HOUSTON -- The suspect in the killing of a prominent Houston doctor is dead, police say. Houston police announced Friday thatin the murder of Mark Hausknecht, had killed himself after an encounter with police in southwest Houston.
Police had been involved in an intense manhunt since Wednesday for Pappas, who they called armed, extremely dangerous and possibly suicidal, according to Houston Police Chief Art Acevedo.
Pappas committed suicide when he was confronted by two members of the Houston Police Department who were responding to a tip, Acevedo said.
A parks board employee called police around 9:30 Friday morning, saying he had spotted a person he believed to be Pappas sitting in an area he usually checks for graffiti vandals, Acevedo said. Pappas walked away with his arms raised, and the parks employee found a wallet he used to identify Pappas.
An officer responded and approached Pappas, who was wearing a bullet-proof vest and holding a revolver in his right hand that he was concealing. Acevedo said Pappas refused the officer's orders to show his right hand. As a second officer approached, Pappas fatally shot himself in the head, Acevedo said.

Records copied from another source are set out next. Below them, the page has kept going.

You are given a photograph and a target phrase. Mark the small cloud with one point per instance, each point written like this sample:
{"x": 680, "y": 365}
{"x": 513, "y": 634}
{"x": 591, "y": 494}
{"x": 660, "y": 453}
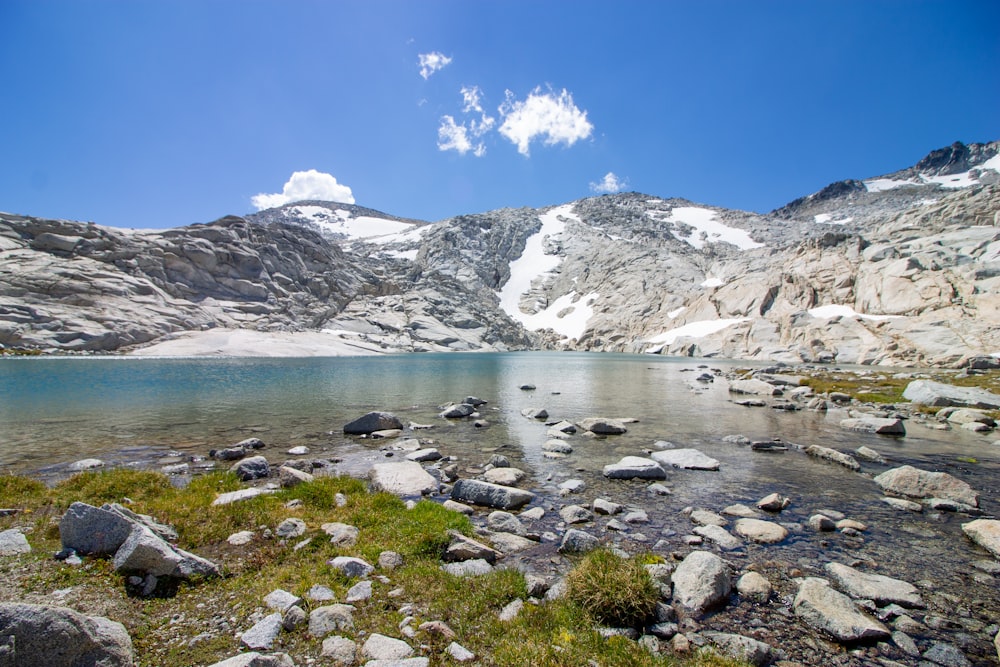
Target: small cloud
{"x": 432, "y": 62}
{"x": 609, "y": 184}
{"x": 553, "y": 118}
{"x": 305, "y": 185}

Acevedo said it's possible Pappas may have been intending to open fire on the first officer before the second officer approached.

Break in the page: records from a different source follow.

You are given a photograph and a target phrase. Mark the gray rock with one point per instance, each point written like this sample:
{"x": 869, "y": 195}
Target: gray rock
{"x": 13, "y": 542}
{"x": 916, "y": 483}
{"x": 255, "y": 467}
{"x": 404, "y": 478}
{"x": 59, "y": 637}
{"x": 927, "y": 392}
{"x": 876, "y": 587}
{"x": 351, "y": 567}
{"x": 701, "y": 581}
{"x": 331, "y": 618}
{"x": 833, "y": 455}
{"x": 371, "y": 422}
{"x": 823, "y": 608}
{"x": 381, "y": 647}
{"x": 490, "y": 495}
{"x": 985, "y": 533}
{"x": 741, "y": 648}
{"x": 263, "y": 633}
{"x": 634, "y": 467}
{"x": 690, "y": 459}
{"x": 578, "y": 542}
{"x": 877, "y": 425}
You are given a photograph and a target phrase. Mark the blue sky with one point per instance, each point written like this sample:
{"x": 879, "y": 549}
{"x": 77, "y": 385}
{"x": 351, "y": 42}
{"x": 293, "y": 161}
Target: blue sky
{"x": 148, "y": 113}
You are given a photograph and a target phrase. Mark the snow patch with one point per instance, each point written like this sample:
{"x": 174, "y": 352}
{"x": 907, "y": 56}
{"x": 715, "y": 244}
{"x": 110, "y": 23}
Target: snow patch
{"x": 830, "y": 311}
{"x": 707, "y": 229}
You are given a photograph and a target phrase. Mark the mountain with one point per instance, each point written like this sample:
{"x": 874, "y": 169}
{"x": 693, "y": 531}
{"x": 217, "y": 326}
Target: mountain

"You don't put on a bullet-proof vest to commit suicide," Acevedo said. "You're not thinking about suicide, you're thinking about survival."
Acevedo said he felt "joy" that no one else was hurt, including the officers and the parks employee who called police.
A family friend of Pappas told the News-Herald that Pappas had told her of plans to kill himself. She said she received a notification in the mail July 23 that Pappas had deeded his Westbury home to her.
The friend, Jeanette Spencer, said Pappas told her the next day over the phone that he deeded the house to her because he had a terminal illness. But on July 30, Pappas texted her and told her that he was committing suicide and gave her detailed instructions to secure the house, the paper reports.
"Sorry for handling things this way," the text reportedly said. "House and property is now yours."
Spencer said she tried to contact Pappas, and when his phone went to voicemail, she called police.
Hausknecht operated on Pappas' mother, who died during surgery, more than 20 years ago, police have said, citing revenge as a possible motive. Acevedo said Pappas had an "extensive" intelligence file on Hausknecht, including information on his home, workplace and vehicles.
Acevedo said the file included a page that had Hausknecht's name along with the names of other employees at the medical center. Acevedo couldn't say whether it could be characterized as a "hit list," but said the employees were notified.
The Houston Chronicle reports investigators also found a "last will and testament" and boxes of ammunition in the home.
Hausknecht was shot three times -- twice in the torso and once in the head -- while riding his bike to work last month in the Texas Medical Center. Police said Pappas, who was also on a bike, followed the doctor then passed him, then turned back and fired.
Acevedo thanked the community, the media and the tipster for alerting the police to the "dangerous" fugitive.
"This doesn't bring anybody back, but it does bring closure to this community and the Hausknecht family," Acevedo said.
Pappas had worked from 1983 through 1995 as a peace officer with two Houston-area constable offices. He also worked from 1995 through 2013 as a reserve officer for these same constable offices, according to records from the Texas Commission on Law Enforcement.
Friends and family have described Hausknecht as a humble and generous man who was adored by his patients, volunteered in his community and cared about the environment.
Hausknecht was also an avid cyclist and rode his bike to work each morning, as he lived less than two miles from his office.
In 2000, Hausknecht treated former president George H.W. Bush for an irregular heartbeat after the ex-president complained about lightheadedness.